Cohen (1988) says that an absolute value of r of 0.5 is classified as large, an absolute value of 0.3 is classified as medium and an absolute value of 0.1 is classified as small.

The interpretation of the Pearson’s correlation coefficient is as follows:

  • A correlation coefficient of 1 means there is a positive increase of a fixed proportion of others, for every positive increase in one variable. Like, the size of the shoe goes up in perfect correlation with foot length.
  • If the correlation coefficient is 0, it indicates that there is no relationship between the variables.
  • A correlation coefficient of -1 means there is a negative decrease of a fixed proportion, for every positive increase in one variable. Like, the amount of water in a tank will decrease in a perfect correlation with the flow of a water tap.

The Pearson correlation coefficient essentially captures how closely the data points tend to follow a straight line when plotted together.
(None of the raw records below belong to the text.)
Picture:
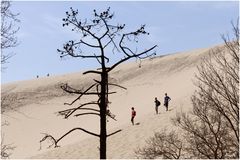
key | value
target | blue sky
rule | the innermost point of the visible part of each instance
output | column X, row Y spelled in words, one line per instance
column 173, row 26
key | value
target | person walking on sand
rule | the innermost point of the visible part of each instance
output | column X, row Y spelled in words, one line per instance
column 166, row 101
column 157, row 104
column 133, row 115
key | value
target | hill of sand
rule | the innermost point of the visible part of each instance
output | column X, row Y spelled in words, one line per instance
column 30, row 107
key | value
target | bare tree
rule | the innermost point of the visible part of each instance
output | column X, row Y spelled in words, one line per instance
column 211, row 130
column 8, row 30
column 98, row 35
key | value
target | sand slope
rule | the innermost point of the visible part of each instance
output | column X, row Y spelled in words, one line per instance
column 31, row 108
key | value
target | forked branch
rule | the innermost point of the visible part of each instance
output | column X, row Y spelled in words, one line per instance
column 55, row 141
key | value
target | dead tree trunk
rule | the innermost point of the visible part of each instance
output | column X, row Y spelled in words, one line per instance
column 104, row 34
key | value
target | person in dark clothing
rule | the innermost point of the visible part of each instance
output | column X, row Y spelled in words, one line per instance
column 133, row 115
column 166, row 101
column 157, row 104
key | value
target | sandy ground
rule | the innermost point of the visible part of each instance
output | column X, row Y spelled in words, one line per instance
column 31, row 108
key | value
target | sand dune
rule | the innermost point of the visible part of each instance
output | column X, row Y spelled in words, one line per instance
column 32, row 106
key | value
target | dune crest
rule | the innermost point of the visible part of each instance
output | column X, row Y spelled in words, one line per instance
column 31, row 108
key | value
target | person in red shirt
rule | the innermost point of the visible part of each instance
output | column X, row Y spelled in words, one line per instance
column 133, row 115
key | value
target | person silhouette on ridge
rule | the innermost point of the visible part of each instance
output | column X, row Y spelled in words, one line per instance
column 157, row 104
column 166, row 101
column 133, row 115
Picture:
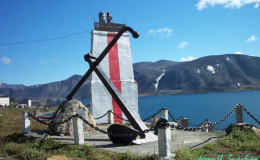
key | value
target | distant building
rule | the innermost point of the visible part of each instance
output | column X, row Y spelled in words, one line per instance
column 43, row 103
column 4, row 100
column 49, row 103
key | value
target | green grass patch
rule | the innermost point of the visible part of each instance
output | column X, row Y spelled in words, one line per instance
column 14, row 144
column 240, row 143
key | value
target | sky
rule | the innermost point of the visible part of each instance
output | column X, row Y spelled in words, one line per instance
column 175, row 30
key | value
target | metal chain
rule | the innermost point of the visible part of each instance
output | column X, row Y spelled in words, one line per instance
column 148, row 118
column 38, row 120
column 102, row 115
column 120, row 117
column 206, row 120
column 210, row 125
column 224, row 118
column 172, row 116
column 249, row 113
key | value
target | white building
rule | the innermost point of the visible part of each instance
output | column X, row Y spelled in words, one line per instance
column 4, row 101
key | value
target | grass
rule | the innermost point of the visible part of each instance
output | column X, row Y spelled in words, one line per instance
column 240, row 143
column 13, row 144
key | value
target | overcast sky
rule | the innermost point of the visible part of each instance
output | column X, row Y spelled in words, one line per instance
column 175, row 30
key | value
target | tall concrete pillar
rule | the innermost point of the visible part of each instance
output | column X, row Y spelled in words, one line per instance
column 183, row 122
column 117, row 65
column 110, row 117
column 165, row 113
column 239, row 115
column 78, row 131
column 164, row 141
column 26, row 123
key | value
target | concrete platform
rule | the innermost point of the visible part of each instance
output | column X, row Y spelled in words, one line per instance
column 179, row 139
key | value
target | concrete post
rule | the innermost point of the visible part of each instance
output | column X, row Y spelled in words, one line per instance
column 165, row 113
column 154, row 119
column 110, row 117
column 78, row 131
column 208, row 129
column 36, row 113
column 239, row 115
column 183, row 122
column 26, row 124
column 164, row 141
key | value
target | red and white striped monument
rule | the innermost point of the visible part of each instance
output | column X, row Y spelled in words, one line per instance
column 117, row 65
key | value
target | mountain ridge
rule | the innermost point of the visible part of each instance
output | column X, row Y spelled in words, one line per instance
column 229, row 72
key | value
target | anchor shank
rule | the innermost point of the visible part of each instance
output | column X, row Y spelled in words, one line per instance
column 133, row 117
column 100, row 58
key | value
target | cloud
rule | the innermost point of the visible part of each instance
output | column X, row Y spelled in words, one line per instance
column 238, row 52
column 227, row 3
column 44, row 61
column 163, row 32
column 190, row 58
column 252, row 38
column 183, row 44
column 6, row 60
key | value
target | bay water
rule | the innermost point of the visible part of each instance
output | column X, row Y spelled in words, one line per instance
column 198, row 107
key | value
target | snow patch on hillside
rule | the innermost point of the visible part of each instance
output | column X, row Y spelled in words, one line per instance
column 158, row 79
column 211, row 69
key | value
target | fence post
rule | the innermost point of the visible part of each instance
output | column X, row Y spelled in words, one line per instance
column 110, row 117
column 165, row 113
column 78, row 131
column 208, row 125
column 183, row 122
column 239, row 114
column 154, row 119
column 164, row 141
column 26, row 124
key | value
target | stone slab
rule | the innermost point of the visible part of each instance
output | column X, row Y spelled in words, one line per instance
column 179, row 139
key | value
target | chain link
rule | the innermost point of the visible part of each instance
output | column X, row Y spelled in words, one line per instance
column 195, row 125
column 249, row 113
column 102, row 115
column 148, row 118
column 199, row 126
column 172, row 116
column 38, row 120
column 120, row 117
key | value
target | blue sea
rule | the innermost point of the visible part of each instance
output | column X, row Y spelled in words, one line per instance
column 198, row 107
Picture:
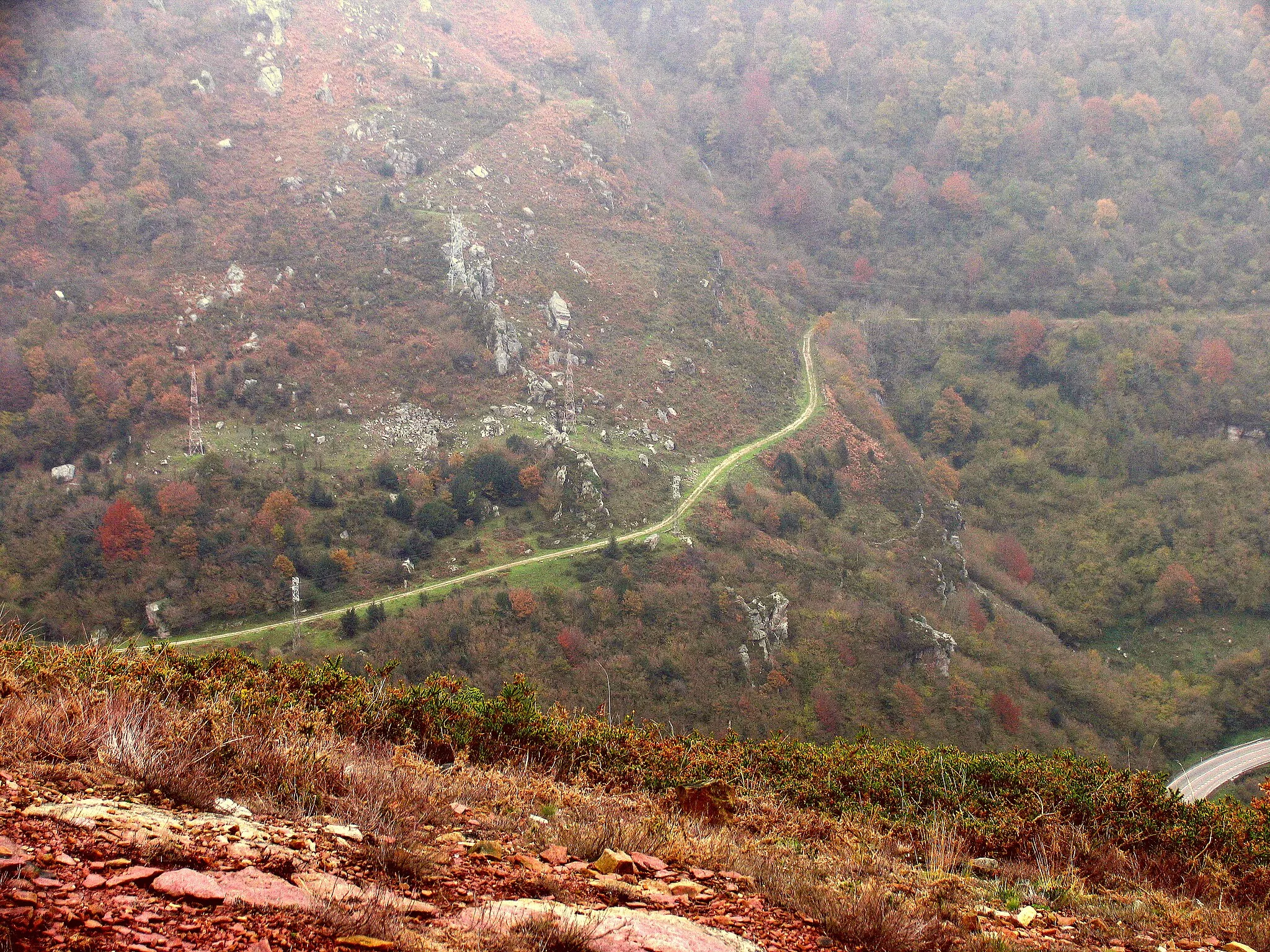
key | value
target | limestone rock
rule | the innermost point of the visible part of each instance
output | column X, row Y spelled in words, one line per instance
column 538, row 389
column 943, row 645
column 769, row 621
column 346, row 832
column 323, row 94
column 189, row 884
column 558, row 314
column 615, row 930
column 557, row 856
column 224, row 805
column 270, row 82
column 614, row 861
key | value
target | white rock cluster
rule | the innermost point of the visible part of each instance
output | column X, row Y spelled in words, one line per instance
column 412, row 426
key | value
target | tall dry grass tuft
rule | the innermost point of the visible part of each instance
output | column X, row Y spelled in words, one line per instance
column 275, row 760
column 869, row 917
column 944, row 850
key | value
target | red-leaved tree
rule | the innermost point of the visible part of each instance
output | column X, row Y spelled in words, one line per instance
column 1008, row 711
column 1214, row 362
column 125, row 535
column 1176, row 589
column 1013, row 558
column 573, row 643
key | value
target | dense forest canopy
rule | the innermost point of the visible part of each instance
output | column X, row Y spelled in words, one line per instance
column 1072, row 156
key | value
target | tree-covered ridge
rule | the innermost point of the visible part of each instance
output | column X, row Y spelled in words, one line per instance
column 1053, row 155
column 1128, row 456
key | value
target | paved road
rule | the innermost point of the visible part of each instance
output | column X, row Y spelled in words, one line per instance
column 722, row 467
column 1225, row 765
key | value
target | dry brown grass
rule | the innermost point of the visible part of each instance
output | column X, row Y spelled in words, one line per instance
column 271, row 762
column 868, row 915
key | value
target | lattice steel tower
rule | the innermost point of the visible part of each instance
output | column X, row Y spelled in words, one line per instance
column 195, row 446
column 569, row 416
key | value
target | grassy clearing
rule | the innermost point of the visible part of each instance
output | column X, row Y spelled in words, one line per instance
column 1191, row 645
column 714, row 474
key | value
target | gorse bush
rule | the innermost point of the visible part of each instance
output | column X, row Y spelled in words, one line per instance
column 998, row 803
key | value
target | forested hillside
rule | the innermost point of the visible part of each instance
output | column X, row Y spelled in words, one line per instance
column 1060, row 155
column 1032, row 239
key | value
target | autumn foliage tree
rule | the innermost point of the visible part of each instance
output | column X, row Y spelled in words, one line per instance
column 1026, row 335
column 950, row 419
column 1214, row 363
column 125, row 535
column 1008, row 711
column 178, row 500
column 1011, row 557
column 573, row 643
column 522, row 603
column 1176, row 591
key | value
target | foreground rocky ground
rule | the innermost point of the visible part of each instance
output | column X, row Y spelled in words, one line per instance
column 92, row 860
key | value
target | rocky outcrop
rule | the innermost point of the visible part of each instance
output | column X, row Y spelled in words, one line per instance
column 277, row 13
column 504, row 339
column 558, row 314
column 769, row 621
column 580, row 490
column 471, row 275
column 270, row 82
column 324, row 94
column 411, row 425
column 941, row 645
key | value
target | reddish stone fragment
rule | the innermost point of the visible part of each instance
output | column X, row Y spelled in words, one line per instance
column 557, row 856
column 186, row 883
column 255, row 888
column 135, row 874
column 649, row 863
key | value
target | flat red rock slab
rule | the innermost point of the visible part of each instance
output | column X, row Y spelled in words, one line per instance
column 557, row 856
column 134, row 874
column 651, row 863
column 189, row 884
column 615, row 930
column 255, row 888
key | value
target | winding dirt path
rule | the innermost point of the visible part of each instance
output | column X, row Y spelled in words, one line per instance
column 710, row 479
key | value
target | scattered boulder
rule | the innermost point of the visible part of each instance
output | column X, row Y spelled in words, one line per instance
column 323, row 94
column 345, row 832
column 648, row 863
column 270, row 82
column 558, row 314
column 557, row 855
column 614, row 861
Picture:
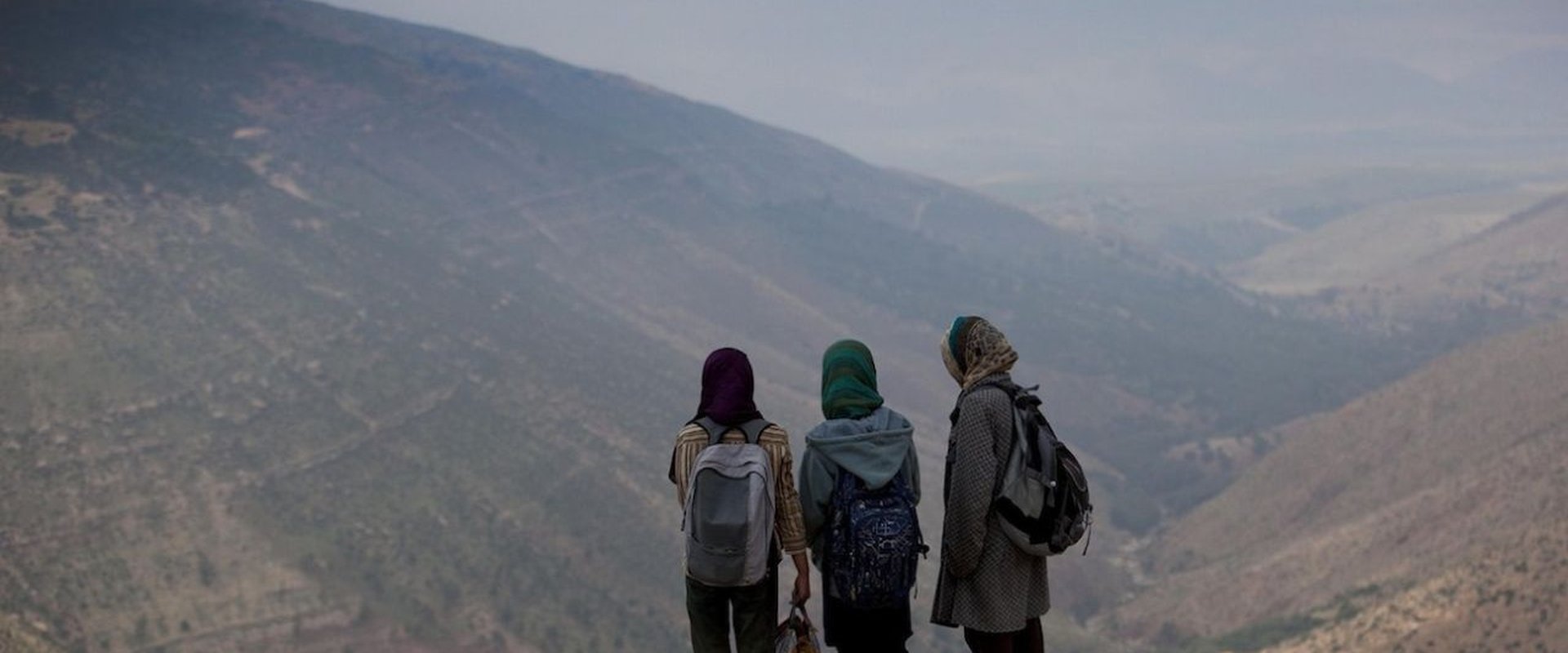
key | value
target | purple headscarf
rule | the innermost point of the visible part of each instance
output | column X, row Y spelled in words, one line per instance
column 728, row 387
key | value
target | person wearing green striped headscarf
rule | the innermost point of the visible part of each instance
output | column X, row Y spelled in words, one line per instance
column 869, row 441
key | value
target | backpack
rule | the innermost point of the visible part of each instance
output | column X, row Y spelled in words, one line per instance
column 874, row 542
column 729, row 508
column 1041, row 494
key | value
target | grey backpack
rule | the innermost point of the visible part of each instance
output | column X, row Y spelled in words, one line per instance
column 1041, row 494
column 729, row 508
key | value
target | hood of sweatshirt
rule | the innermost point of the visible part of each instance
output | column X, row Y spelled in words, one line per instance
column 872, row 446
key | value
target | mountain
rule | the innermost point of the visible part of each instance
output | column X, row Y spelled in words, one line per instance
column 328, row 332
column 1440, row 491
column 1471, row 259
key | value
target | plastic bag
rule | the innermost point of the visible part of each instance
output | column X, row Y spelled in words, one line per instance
column 797, row 634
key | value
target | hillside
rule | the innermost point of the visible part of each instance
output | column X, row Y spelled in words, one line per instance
column 1510, row 598
column 1432, row 473
column 1484, row 259
column 327, row 332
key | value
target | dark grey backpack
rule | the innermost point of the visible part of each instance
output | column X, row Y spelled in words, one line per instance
column 1041, row 494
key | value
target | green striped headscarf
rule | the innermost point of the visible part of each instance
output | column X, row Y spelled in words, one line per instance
column 849, row 381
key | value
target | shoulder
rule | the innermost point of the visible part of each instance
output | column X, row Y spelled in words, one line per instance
column 896, row 419
column 773, row 434
column 987, row 398
column 690, row 434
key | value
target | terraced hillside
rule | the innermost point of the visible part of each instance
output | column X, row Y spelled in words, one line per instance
column 328, row 332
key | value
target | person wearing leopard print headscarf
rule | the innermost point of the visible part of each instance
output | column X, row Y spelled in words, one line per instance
column 987, row 586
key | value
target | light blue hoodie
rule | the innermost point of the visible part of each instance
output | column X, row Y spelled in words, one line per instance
column 875, row 448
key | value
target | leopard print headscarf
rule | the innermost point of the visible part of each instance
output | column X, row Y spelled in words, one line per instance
column 974, row 349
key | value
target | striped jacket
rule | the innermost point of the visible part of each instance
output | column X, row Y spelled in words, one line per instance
column 787, row 525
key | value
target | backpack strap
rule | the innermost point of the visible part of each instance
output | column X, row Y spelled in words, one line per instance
column 753, row 429
column 715, row 431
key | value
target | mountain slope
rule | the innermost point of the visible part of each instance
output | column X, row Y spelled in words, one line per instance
column 1509, row 598
column 1487, row 259
column 1460, row 458
column 323, row 331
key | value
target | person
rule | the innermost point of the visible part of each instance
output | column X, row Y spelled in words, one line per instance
column 985, row 584
column 872, row 442
column 728, row 389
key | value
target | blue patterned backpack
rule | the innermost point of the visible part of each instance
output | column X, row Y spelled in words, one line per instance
column 874, row 542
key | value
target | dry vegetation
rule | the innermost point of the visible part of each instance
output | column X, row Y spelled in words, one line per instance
column 1392, row 487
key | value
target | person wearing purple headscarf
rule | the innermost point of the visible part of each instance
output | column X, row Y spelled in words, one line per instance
column 728, row 387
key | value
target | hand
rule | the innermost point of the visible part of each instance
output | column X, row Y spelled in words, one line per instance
column 802, row 591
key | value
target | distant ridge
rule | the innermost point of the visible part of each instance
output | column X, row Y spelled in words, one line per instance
column 323, row 332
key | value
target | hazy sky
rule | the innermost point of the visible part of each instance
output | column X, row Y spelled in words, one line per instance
column 982, row 90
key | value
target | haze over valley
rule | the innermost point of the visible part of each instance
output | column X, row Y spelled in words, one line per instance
column 323, row 332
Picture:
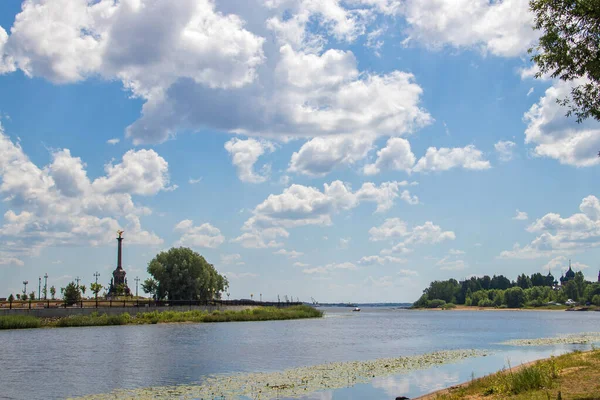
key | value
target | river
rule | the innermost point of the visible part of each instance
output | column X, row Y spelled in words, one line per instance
column 60, row 363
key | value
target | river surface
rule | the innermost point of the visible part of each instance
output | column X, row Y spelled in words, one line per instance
column 68, row 362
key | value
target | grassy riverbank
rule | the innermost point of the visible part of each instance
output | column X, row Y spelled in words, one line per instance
column 95, row 319
column 571, row 376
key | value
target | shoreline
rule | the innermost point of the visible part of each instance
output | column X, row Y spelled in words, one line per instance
column 165, row 317
column 556, row 370
column 477, row 308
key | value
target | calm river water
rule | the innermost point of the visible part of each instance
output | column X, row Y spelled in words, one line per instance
column 59, row 363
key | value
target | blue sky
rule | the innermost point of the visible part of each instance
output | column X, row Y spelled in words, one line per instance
column 342, row 150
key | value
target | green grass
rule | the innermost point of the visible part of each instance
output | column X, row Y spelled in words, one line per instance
column 19, row 322
column 95, row 319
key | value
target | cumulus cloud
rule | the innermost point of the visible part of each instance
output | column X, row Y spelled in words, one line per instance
column 59, row 205
column 505, row 149
column 521, row 216
column 428, row 233
column 319, row 156
column 558, row 137
column 330, row 268
column 205, row 235
column 444, row 159
column 503, row 28
column 244, row 154
column 288, row 253
column 558, row 235
column 261, row 238
column 395, row 156
column 380, row 260
column 300, row 205
column 232, row 259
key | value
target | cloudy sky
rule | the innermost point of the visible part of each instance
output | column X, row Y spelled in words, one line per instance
column 346, row 150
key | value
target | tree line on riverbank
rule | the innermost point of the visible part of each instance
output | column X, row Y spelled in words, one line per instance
column 498, row 291
column 96, row 319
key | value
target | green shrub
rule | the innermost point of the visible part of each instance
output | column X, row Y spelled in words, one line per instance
column 19, row 322
column 435, row 303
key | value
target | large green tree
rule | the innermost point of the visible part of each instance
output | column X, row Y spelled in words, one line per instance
column 182, row 274
column 569, row 49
It’s important to remember that correlation doesn’t imply causation – just because two variables are related, it doesn’t mean one causes the change in the other.

Pearson Correlation Coefficient Table

Pearson Correlation Coefficient (r) Range Type of Correlation Description of Relationship New Illustrative Example
0 < r ≤ 1 Positive An increase in one variable associates with an increase in the other. Study Time vs. Test Scores: More hours spent studying tends to lead to higher test scores.
r = 0 None No discernible relationship between the changes in both variables. Shoe Size vs. Reading Skill: A person’s shoe size doesn’t predict their ability to read.
-1 ≤ r < 0 Negative An increase in one variable associates with a decrease in the other. Outdoor Temperature vs. Home Heating Cost: As the outdoor temperature decreases, heating costs in the home increase.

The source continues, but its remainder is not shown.